Finish: medium; alternating waves of sweet & spice – peppered caramel, vanilla bean, cedar-esque oak, leather, cherry wood, holiday citrus

Overall: Look, there’s nothing here that screams exclusive or rare. I realize Russell’s Reserve 10-year bears bottle/design similarities to the stalwart enthusiast favorite, Russell’s Reserve Single Barrel, but that’s about it. Anyone hellbent on a “winner take all” flavor comparison between the two expressions is missing the forest for the trees. They’re altogether different bourbons by nature and design – in many instances servicing entirely different audiences. Nevertheless, the bourbon geek in me finds new things to love with Russell’s 10 year after year.

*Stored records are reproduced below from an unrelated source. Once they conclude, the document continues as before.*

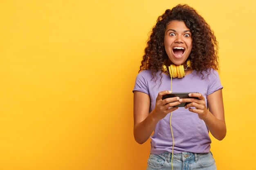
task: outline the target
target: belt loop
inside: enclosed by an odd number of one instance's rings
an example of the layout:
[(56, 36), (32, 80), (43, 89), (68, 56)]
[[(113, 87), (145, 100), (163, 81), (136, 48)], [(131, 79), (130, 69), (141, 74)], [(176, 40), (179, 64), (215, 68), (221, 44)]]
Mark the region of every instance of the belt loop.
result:
[(171, 161), (171, 153), (168, 152), (168, 156), (167, 156), (167, 162), (170, 162)]
[(195, 153), (195, 162), (198, 161), (198, 155), (196, 153)]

Perhaps I’m growing older and finding more of an appreciation for moderately proofed spirits. Or, maybe I’m just burned out sipping barrel-proof bruisers every other night. With Russell’s Reserve 10-year, I can have the complexity of a mature whiskey at an easily sippable 90 proof. Few affordable bourbons offer a comparable experience – the aforementioned Eagle Rare (if you can find it) and Bulleit 10-year (a bit more expensive) are two that instantly come to mind.

As for 2020’s Russell’s Reserve 10-year, it’s unquestionably rock solid. Worth every damn penny and then some. Sure, one can always buy a handle of Wild Turkey 101 for the same price. But this isn’t Wild Turkey 101. Russell’s 10 is a subtly contemplative pour. You quickly decipher and admire the beauty of a Kentucky decade spent in oak – the cherry, leather, and woody spice. It’s all there, in short but tasteful form, and you won’t spend a fortune or hours of wasted time acquiring it.